MSF's work in Bangladesh: 2016
In 2016, MSF continued to provide healthcare to vulnerable people in Bangladesh, including a large number of Rohingya refugees from Myanmar.
Close to the Kutupalong makeshift camp in Cox’s Bazar district, MSF runs a clinic offering comprehensive basic and emergency healthcare, as well as inpatient and laboratory services to Rohingya refugees and the local community.
There was a sharp increase in patient figures in the last two months of the year, due to a huge influx of Rohingya fleeing Myanmar’s northern Rakhine state.
The team treated 113 violence-related injuries in November and December, including 17 with gunshot wounds.
During the year, teams carried out 89,954 outpatient, 2,491 inpatient, and 4,559 mental health consultations. They also treated 103 victims of sexual violence in 2016, more than double the number in 2015. In addition, 15,194 antenatal consultations were conducted.

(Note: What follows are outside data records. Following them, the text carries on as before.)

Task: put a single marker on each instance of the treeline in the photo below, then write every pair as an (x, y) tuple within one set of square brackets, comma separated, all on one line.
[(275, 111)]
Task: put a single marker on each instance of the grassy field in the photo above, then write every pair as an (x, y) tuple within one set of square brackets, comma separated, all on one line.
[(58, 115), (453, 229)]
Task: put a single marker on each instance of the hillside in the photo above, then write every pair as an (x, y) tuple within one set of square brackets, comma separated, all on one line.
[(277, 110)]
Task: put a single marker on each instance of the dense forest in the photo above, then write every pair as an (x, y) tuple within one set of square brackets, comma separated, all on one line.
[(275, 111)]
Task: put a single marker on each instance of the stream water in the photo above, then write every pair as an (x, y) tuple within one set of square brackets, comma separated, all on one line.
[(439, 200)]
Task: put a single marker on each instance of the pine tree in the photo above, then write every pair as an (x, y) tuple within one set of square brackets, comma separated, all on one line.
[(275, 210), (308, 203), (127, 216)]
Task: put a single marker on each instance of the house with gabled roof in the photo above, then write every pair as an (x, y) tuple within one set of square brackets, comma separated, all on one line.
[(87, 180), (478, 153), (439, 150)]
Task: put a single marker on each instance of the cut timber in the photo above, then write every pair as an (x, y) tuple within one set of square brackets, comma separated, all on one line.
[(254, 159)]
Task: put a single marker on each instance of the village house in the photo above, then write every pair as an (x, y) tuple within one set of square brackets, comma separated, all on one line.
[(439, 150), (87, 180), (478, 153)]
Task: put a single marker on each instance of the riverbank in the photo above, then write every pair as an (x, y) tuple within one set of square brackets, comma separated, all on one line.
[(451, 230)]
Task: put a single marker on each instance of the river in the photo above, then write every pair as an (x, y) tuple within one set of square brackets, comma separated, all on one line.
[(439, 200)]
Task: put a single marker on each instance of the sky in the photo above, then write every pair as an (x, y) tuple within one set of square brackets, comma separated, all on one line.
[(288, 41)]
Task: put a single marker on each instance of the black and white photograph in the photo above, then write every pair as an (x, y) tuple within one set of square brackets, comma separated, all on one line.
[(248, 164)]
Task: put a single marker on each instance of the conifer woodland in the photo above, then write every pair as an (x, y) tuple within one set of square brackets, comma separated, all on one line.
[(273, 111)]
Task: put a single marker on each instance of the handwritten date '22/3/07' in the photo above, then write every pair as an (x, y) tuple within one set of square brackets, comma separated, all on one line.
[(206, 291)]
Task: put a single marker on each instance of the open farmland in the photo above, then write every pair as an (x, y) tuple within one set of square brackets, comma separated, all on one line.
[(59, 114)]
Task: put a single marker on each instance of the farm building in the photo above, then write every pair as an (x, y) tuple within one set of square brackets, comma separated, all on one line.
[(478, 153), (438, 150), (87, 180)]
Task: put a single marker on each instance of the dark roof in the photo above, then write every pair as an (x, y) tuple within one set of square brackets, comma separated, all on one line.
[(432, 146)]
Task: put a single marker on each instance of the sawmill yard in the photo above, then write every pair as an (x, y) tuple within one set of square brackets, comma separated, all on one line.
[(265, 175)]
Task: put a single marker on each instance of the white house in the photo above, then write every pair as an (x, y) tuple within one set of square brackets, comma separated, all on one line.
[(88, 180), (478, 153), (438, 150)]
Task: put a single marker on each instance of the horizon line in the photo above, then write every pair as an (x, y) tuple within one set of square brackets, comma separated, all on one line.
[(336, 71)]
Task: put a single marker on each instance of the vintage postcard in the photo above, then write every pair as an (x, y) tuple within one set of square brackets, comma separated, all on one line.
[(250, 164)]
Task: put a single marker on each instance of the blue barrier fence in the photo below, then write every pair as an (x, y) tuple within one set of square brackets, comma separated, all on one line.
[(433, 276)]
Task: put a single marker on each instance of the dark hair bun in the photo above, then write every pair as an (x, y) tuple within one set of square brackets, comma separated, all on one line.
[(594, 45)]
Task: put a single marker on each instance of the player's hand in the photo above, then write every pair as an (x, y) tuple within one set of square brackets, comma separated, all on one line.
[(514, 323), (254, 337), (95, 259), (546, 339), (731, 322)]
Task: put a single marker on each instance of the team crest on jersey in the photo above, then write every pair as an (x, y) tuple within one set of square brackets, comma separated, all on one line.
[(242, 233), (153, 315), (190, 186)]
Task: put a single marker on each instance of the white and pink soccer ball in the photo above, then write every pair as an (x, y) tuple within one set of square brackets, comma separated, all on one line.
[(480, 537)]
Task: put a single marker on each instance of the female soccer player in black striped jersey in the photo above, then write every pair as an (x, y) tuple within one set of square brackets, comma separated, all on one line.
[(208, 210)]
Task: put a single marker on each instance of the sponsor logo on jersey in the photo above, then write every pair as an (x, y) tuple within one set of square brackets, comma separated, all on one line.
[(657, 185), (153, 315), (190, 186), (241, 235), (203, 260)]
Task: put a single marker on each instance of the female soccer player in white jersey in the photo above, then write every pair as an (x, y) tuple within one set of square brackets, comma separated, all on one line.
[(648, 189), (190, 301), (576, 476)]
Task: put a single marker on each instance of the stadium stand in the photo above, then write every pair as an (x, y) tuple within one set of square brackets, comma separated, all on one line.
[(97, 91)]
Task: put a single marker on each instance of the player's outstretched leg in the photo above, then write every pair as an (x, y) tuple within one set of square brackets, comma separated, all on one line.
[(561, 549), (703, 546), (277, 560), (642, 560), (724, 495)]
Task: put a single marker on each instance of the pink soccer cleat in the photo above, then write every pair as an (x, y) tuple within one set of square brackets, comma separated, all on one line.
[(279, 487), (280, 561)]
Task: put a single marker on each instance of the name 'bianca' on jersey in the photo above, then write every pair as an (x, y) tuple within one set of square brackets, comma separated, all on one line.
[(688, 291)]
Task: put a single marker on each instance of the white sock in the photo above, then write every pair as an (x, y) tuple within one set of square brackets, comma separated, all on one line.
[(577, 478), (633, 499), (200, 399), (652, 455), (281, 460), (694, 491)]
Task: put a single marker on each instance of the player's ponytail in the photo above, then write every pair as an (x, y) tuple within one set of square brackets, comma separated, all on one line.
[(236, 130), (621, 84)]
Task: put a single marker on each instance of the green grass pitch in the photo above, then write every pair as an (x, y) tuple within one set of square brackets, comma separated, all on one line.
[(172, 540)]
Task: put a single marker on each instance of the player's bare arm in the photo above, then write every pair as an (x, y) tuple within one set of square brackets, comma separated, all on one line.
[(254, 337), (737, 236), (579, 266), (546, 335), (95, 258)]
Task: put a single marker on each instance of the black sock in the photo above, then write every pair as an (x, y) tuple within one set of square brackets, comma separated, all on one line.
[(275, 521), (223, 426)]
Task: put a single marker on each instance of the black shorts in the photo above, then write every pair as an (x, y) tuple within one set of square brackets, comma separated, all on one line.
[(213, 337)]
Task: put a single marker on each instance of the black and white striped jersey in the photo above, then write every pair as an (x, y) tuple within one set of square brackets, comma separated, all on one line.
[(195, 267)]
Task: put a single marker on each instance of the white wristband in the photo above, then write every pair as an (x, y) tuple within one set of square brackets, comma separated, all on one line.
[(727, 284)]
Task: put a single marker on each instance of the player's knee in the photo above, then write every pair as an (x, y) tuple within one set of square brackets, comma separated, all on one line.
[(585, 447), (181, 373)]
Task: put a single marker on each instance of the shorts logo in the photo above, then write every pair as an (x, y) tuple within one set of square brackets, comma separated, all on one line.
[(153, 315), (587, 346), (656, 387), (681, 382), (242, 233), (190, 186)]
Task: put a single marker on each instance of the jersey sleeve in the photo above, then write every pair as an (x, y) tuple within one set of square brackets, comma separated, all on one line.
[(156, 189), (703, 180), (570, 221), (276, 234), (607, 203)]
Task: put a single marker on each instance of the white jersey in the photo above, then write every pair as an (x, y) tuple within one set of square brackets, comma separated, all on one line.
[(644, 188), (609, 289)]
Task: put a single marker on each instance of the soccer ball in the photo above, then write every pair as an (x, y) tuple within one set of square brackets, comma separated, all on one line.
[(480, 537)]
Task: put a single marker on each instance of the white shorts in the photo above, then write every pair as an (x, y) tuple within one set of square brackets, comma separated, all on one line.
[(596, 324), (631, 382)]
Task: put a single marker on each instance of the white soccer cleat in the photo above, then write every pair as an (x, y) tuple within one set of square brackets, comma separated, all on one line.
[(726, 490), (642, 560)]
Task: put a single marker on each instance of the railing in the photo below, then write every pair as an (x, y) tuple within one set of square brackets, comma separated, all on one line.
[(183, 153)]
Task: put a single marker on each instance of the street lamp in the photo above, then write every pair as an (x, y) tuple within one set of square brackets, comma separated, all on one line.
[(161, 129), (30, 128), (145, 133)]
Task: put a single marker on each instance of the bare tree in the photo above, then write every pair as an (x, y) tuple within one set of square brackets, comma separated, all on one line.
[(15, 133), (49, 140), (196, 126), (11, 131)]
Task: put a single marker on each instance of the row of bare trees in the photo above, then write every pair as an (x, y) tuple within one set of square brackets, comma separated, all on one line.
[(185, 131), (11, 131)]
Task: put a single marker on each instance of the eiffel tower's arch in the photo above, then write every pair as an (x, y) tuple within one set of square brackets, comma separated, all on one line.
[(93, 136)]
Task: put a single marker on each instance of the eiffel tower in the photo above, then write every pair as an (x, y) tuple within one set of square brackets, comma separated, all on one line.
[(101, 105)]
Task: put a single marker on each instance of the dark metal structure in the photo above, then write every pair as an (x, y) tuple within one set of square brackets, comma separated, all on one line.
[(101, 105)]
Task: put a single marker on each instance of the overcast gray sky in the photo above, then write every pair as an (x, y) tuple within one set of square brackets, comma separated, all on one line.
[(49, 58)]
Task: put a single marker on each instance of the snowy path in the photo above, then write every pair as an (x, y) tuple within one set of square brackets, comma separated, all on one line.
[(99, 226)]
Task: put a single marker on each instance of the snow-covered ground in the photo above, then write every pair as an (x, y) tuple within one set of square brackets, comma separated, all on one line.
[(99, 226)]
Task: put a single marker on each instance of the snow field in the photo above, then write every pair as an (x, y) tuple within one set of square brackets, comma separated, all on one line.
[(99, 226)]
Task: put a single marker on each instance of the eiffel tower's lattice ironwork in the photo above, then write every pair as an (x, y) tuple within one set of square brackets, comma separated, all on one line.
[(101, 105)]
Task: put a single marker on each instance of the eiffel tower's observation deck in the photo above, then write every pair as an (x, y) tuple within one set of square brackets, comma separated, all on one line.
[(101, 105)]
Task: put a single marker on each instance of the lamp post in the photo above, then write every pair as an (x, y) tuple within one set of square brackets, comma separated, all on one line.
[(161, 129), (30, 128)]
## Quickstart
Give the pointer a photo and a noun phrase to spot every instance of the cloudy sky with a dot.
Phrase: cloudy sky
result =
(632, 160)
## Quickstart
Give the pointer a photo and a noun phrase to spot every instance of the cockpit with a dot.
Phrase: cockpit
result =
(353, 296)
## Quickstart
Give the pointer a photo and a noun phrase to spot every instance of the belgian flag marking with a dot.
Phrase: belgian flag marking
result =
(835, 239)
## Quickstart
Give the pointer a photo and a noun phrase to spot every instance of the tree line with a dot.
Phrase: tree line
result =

In Kamrangirchar slum, in the capital Dhaka, MSF offers reproductive healthcare to adolescent girls, carrying out 4,578 antenatal consultations and assisting 457 deliveries in 2016.
The team also provided medical and psychological support to 535 victims of sexual violence and intimate partner violence.
In addition, 2,324 family planning sessions and 2,379 individual mental health consultations were conducted with people of all ages.
MSF continues to run its occupational health programme for factory workers in Kamrangirchar, and this year carried out a total of 8,923 consultations.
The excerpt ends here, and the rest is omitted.